Baccalaureate speeches implore post-9/11 class to embrace world’s challenges

The freshmen who entered Stanford in the aftermath of Sept. 11, 2001, leave as new graduates, hopeful for a better world.

They came to Stanford as freshmen almost four years ago, afraid of the world that was unfolding around them in the aftermath of Sept. 11. They left Stanford last weekend as new graduates, hopeful for a better life of harmony after hearing a call to share the challenges of the world from Baccalaureate keynote speaker Sylvia Boorstein, co-founder of Spirit Rock Meditation Center in Woodacre, Calif.

Dr. Sylvia Boorstein, co-founder of the Spirit Rock Meditation Center, gives the Baccalaureate address, “Remembering What Is Important,” at the ceremony on Saturday June 11, 2005. (Image credit: L.A. Cicero)

The Class of 2005 and their families gathered in the Main Quad on a brilliant Saturday morning for a multifaith service that included Muslim prayers, an invocation to redeem the world, inspirational messages from the writings of the Dalai Lama, Zulu music and drum blessings.

“This should feel like a festival of and for the world,” said the Rev. Scotty McLennan, dean for religious life. “That’s especially important for this undergraduate class, which entered Stanford in the aftermath of Sept. 11, 2001. You who are now graduating have continued to search for a vision of global citizenship and hope for the planet Earth in an era all too dominated by fear and divisiveness.”

The morning’s main student speaker, Jazib Zahir, a graduating senior in electrical engineering, spoke about his spiritual odyssey that occurred after he arrived at Stanford from his native Pakistan. Having been delayed for several days by U.S. Customs officials as they scrutinized his passport due to heightened security after the Sept. 11 attacks, Zahir said he found a welcoming bubble of support at Stanford and a new desire to question his own “blind faith” in his religion and beliefs.

“I am fortunate to have personally experienced many different faiths,” Zahir said. “I am content with the conclusion that I am born into one and can remain steadfast to it while still respecting others.”

In confronting the challenges of the world and of everyday life, it is important to remember several key lessons, Boorstein said. Keep your mind awake and your heart engaged, she said—two pieces of advice for a happy life that she learned from one of her teachers.

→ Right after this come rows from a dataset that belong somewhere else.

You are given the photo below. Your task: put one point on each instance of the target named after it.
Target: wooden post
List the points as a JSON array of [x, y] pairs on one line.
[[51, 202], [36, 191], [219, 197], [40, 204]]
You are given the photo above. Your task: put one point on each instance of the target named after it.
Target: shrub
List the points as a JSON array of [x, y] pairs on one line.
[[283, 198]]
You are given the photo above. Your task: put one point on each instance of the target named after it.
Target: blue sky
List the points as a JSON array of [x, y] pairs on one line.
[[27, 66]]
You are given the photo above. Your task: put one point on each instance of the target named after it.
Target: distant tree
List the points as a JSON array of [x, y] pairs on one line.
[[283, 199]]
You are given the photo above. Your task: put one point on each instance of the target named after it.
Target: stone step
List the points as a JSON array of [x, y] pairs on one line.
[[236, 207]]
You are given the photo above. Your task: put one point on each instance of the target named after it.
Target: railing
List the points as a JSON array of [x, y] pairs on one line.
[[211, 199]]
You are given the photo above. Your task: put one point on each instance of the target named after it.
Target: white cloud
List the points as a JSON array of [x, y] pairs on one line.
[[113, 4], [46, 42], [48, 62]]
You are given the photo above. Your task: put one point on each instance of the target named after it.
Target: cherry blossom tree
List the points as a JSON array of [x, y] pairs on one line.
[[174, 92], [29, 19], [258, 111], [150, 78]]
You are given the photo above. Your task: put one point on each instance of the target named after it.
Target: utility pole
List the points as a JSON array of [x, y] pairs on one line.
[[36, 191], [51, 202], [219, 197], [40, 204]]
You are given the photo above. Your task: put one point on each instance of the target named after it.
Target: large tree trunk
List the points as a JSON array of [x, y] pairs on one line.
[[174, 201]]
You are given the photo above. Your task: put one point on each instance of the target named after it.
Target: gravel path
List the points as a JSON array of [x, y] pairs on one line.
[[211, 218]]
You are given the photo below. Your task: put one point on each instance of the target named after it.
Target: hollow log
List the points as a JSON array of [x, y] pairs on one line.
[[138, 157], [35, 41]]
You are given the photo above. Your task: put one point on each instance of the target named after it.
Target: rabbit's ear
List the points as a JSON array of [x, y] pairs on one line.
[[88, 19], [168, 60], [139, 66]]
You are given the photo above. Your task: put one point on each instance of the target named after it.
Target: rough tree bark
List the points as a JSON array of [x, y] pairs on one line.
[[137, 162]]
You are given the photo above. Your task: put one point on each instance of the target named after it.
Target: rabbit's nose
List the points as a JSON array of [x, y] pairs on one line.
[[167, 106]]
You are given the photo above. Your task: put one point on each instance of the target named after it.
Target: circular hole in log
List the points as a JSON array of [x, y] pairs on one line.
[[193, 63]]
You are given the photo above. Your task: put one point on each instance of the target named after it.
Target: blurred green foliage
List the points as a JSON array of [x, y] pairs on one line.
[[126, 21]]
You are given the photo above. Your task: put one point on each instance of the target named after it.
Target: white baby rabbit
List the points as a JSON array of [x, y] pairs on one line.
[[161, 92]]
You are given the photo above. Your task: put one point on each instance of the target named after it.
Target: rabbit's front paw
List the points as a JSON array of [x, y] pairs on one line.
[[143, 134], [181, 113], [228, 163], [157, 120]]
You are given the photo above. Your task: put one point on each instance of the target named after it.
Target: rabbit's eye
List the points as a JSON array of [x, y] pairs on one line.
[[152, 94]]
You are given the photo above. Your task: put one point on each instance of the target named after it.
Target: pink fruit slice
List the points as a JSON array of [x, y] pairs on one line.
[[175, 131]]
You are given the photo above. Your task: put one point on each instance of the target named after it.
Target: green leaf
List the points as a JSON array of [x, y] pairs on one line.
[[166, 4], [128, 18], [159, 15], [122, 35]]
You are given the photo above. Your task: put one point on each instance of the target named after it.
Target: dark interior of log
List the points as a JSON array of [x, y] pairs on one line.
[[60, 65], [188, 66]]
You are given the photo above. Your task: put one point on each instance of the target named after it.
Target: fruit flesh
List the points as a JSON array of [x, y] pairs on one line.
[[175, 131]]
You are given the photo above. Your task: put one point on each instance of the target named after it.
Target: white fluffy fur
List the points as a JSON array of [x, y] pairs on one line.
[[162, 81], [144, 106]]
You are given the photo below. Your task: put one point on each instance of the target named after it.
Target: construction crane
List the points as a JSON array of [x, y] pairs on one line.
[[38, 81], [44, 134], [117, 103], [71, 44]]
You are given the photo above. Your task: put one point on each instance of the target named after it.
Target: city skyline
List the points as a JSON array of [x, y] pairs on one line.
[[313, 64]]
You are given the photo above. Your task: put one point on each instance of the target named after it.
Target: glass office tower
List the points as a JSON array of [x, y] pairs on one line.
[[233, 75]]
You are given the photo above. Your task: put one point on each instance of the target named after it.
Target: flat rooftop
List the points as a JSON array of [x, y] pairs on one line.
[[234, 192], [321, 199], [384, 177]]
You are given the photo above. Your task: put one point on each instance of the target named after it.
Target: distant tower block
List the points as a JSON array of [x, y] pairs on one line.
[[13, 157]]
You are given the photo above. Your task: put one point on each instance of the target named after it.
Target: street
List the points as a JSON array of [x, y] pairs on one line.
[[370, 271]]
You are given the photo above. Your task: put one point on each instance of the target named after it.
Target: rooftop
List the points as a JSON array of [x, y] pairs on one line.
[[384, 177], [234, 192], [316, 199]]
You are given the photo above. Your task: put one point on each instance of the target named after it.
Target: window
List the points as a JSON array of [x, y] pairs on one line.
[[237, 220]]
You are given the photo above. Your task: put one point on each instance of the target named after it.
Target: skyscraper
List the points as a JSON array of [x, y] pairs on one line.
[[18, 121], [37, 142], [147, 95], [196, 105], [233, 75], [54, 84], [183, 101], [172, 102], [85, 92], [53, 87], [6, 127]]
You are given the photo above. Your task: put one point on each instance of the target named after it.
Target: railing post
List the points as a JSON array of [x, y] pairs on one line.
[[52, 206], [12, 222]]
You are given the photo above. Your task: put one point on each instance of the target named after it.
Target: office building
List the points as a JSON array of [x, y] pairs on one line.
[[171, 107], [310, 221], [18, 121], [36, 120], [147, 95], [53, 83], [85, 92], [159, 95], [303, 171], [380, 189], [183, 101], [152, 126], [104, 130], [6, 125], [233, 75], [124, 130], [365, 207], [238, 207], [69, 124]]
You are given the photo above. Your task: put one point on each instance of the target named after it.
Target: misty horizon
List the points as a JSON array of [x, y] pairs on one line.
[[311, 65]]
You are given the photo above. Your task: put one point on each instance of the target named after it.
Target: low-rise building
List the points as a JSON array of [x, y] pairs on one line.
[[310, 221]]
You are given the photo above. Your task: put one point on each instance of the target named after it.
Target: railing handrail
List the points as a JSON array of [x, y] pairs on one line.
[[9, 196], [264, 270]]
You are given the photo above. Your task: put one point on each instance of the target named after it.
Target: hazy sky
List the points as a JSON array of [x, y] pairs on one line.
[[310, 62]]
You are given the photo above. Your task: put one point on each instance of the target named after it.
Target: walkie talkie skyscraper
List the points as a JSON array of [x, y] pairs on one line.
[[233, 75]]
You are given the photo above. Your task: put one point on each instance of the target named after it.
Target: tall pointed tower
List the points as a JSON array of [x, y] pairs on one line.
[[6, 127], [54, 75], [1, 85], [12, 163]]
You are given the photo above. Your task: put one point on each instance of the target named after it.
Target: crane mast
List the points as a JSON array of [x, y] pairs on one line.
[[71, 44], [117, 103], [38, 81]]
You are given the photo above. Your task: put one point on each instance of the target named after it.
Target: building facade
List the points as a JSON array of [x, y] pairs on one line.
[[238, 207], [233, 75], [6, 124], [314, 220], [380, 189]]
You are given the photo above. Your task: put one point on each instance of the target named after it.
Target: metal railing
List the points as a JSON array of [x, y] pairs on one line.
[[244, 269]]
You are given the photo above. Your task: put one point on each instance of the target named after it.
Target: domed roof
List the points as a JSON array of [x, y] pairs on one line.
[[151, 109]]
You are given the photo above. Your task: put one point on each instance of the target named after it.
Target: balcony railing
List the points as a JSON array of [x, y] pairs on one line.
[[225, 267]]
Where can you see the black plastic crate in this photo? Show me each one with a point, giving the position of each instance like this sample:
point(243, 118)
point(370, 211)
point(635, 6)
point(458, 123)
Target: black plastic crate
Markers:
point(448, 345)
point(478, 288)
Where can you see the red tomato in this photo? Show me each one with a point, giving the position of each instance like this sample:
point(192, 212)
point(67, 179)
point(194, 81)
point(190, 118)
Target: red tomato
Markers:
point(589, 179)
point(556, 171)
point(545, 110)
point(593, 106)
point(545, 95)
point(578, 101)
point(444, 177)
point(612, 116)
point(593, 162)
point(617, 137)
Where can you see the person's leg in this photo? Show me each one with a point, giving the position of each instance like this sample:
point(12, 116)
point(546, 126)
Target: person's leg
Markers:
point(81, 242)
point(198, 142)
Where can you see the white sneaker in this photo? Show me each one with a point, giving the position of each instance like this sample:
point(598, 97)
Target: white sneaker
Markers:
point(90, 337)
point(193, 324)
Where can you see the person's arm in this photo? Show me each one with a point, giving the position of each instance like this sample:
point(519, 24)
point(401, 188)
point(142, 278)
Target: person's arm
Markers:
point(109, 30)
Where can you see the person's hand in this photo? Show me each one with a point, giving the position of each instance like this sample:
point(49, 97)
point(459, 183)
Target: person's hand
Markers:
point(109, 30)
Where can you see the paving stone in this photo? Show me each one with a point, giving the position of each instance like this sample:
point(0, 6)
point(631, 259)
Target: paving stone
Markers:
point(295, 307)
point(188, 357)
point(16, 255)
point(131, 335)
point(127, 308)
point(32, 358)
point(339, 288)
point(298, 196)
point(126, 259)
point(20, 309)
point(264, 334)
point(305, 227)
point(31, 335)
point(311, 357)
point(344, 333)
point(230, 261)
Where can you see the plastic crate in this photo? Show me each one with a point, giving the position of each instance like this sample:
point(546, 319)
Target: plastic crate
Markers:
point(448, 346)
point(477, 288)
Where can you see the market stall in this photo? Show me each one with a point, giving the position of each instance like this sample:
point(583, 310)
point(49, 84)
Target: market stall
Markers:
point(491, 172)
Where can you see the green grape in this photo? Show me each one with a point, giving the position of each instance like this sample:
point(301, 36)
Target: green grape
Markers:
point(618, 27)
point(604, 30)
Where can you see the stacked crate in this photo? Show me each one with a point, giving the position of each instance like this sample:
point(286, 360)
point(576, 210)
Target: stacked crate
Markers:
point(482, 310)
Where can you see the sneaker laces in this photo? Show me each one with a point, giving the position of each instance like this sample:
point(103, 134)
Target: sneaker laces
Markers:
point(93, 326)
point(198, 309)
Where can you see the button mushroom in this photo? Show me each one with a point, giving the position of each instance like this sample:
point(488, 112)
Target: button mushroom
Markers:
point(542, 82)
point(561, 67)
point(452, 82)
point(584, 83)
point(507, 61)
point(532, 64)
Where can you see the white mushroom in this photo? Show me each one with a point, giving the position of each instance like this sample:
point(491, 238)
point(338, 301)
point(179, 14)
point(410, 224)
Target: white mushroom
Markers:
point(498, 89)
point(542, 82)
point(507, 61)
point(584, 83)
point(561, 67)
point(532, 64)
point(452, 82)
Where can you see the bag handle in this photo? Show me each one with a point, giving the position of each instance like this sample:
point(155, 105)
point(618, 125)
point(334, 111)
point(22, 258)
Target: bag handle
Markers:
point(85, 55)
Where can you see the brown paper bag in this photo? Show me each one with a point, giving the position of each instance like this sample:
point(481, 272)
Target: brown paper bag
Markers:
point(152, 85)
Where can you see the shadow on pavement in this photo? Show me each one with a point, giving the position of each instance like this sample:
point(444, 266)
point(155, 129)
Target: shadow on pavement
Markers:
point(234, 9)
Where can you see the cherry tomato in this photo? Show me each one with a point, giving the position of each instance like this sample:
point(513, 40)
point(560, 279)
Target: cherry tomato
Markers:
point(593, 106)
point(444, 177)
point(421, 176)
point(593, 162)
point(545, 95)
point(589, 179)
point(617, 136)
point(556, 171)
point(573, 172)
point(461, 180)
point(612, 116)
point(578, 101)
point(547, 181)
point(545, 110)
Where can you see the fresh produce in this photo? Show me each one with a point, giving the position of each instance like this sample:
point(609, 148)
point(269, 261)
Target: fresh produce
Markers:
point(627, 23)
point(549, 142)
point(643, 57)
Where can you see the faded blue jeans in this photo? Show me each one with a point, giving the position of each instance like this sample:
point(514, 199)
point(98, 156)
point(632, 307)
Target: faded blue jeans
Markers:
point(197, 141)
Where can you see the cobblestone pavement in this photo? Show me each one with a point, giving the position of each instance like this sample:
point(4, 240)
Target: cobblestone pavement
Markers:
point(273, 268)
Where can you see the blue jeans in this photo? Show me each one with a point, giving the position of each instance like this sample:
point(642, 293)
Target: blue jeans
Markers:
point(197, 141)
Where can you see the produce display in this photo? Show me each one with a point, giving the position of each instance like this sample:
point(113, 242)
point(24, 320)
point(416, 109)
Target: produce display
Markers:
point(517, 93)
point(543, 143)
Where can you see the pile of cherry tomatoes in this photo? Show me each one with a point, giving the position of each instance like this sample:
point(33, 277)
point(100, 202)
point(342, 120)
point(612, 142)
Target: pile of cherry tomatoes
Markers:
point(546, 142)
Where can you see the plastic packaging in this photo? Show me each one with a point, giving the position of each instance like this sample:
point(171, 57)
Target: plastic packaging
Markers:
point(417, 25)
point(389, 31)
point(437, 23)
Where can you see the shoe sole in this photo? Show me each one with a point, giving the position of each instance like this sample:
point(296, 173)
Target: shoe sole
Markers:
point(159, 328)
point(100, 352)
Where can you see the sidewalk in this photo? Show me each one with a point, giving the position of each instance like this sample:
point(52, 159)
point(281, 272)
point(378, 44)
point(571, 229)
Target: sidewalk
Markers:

“When my mind is buoyant, it can carry the challenges of my life in a more hopeful and inspired way,” Boorstein said. “It’s a very complicated world. It needs a lot of help. Imagine a world where we met everyone as brothers and sisters. In moments where my mind is buoyant, I think to myself, I know that’s true and I can be a part of it.”

There were a million different moments that led to the moment of Baccalaureate that everyone in the Quad shared Saturday morning, Boorstein said, making everyone awake to the common joy of celebrating one of life’s bigger milestones.

“What I think about when my teacher said to me to be happy was to be awake, be alert, stay in your life,” Boorstein said. “Stay present to it. She said at another point, ‘It’s your life, Sylvia. Don’t miss it.'”

There are three practices that Boorstein said she employs to help her mind stay buoyant. The first one is the practice of mindfulness: paying attention and making yourself aware of how you feel. Within that practice, there are three wisdoms, she said: Everything passes, there are things you can change and things that you can’t, and no one does anything alone because of your network of support and the lessons you have learned from others.

Boorstein’s second practice is the practice of kind expression, or “metta” practice, where you greet everyone as friends and wish them well. Doing so, even with people you don’t like, keeps your heart and mind free of anger, she said.

The practice of expressing gratitude might be the most important practice of all, Boorstein said. She and a friend who lives in Massachusetts have a daily ritual of e-mailing each other to express gratitude for something. On bad days, she said, the practice forces her to express gratitude for having a caring friend who is waiting to hear from her, and writing that e-mail might help her to realize that things aren’t so bad, there’s some space around her edges and that she might be making a mountain out of a molehill.

After dispensing those words of wisdom, Boorstein asked the audience to join her in a simple, everyday meditation of remembering friends and family and wishing them well: “May our lives go well, may we be happy, may our dreams come true. May we stay awake and alert. May we stay friendly. May we stay amazed.”